At the end of the meal he noticed the leaves and the Jacob’s ladder in the hearth. He pushed away from the table.
“What is that trash?” he asked, standing up abruptly.
“Leaves and flowers from the yard,” I said. “I thought they would look pretty.”
He frowned. “Clean it up,” he said, belched loudly, and left the room.
It was the first time in our married life that I felt like crying. But I didn’t. I thought of my parents, and how pleased they would be to know I was unhappy—we warned her, they would say—and instead I went straight to the stone fireplace and began picking out the leaves, one by one. The hearth was coated with a fine layer of ancient ash, like a soft, gray snow, and by the time I was finished, it streaked my skin to the elbow. I couldn’t bring myself to throw the flowers and the leaves in the garbage; instead, I gathered them in my arms and took them out into the yard, released them to the wind, and let them scatter over the hills, where the purple shadows had dimmed to uniform darkness. I had a sudden, desperate urge to run; but instead I stood still, frozen, while the wind picked up and the bats began to race across the moon, until Ed called out to me to come inside.
I went inside.
I remember:
The metal bed frame, knocking, knocking, knocking against the wall; the sound of a coyote screaming in the night.
You see? Even now, I can follow the memory thread down. The past stirs under the ashes and pokes its petals from the dust.

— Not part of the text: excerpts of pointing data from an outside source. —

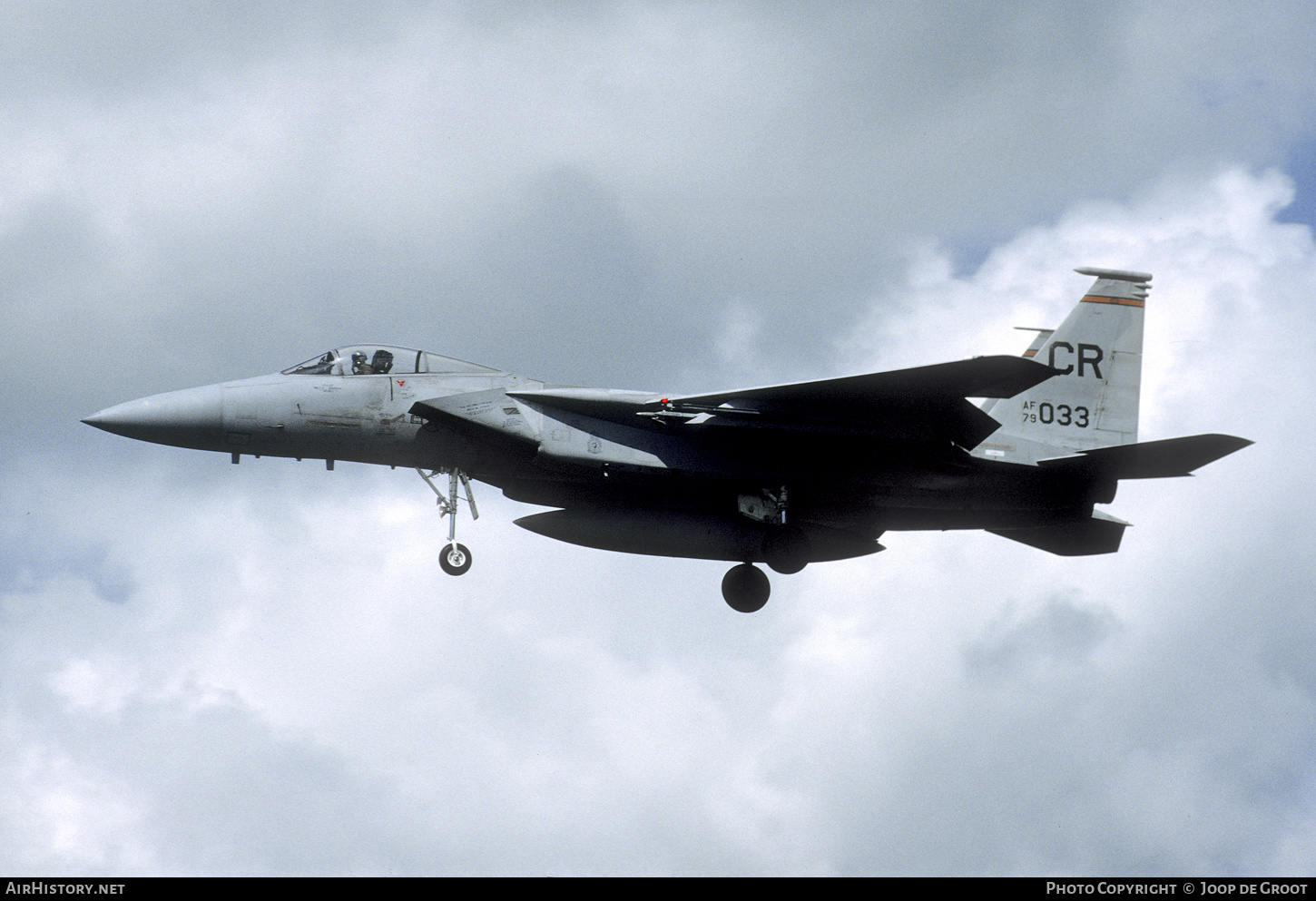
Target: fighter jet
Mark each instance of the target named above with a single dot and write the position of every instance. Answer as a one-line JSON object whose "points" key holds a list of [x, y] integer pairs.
{"points": [[784, 475]]}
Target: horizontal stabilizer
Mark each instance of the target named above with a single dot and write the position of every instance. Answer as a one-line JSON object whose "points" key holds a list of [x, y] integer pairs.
{"points": [[1099, 534], [1153, 459]]}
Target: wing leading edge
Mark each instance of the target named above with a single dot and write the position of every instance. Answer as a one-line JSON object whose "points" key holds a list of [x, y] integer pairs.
{"points": [[918, 404]]}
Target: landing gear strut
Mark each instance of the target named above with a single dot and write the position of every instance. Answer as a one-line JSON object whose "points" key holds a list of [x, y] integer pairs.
{"points": [[454, 558], [746, 588]]}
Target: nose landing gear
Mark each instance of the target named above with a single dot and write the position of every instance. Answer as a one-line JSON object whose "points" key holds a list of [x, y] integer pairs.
{"points": [[456, 559], [746, 588]]}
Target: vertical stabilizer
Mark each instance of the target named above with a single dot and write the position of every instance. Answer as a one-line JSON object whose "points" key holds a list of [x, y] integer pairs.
{"points": [[1093, 401]]}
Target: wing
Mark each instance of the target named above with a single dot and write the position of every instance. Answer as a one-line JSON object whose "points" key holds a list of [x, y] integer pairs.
{"points": [[926, 403]]}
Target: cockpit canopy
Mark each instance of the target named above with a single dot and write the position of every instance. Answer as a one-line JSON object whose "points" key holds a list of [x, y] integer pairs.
{"points": [[382, 359]]}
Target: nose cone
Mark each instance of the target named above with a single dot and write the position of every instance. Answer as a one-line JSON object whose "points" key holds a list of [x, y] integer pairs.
{"points": [[183, 418]]}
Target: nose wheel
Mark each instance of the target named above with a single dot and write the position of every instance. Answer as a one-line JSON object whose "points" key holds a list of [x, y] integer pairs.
{"points": [[456, 559], [746, 588]]}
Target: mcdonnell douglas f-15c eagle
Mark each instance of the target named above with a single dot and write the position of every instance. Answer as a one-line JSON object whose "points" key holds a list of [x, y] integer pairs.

Once everyone is asleep—Minna in the Yellow Room, with one arm looped around Amy’s waist, their hair intermingling on the pillows; Trenton in the Blue Room, lying on his back, arms flat at his sides, as though he has been felled by a blow; and Caroline in the Daisy Room, because at the last minute she expressed a horror of sleeping in the master suite, which looks identical to the way it did during the years of her marriage; and even Sandra, although awake, of course, has gone silent and still, so that her presence is nearly imperceptible—I can’t stop thinking about what Caroline said to Minna about death.
It isn’t an infection, she said. She might be right. Then again, we’ve nested in the walls like bacteria. We’ve taken over the house, its insulation and its plumbing—we’ve made it our own.
Or maybe it’s life that is the infection: a feverish dream, a hallucination of feelings. Death is purification, a cleansing, a cure.
In the morning, Minna gets up early to pick up large boxes from the hardware store downtown. By the time the others are waking, she has assembled a dozen of them and lined them up neatly like a series of cardboard coffins, ready to enfold the remains of Richard Walker’s earthly existence.
And so the cleansing begins.
PART II
THE STUDY
SANDRA
“Monstrous,” Minna says. “Absolutely monstrous. It looks like a vulva.”
I’ll say this about Minna: she may be as deep as a puddle but she is funny. And she’s right. The lamp on Richard Walker’s desk is meant to look like a rose—all droops and loops of pink and white fabric, with tiny electric lights budding in between—but the effect is more like a fat lady peeling back her skirt.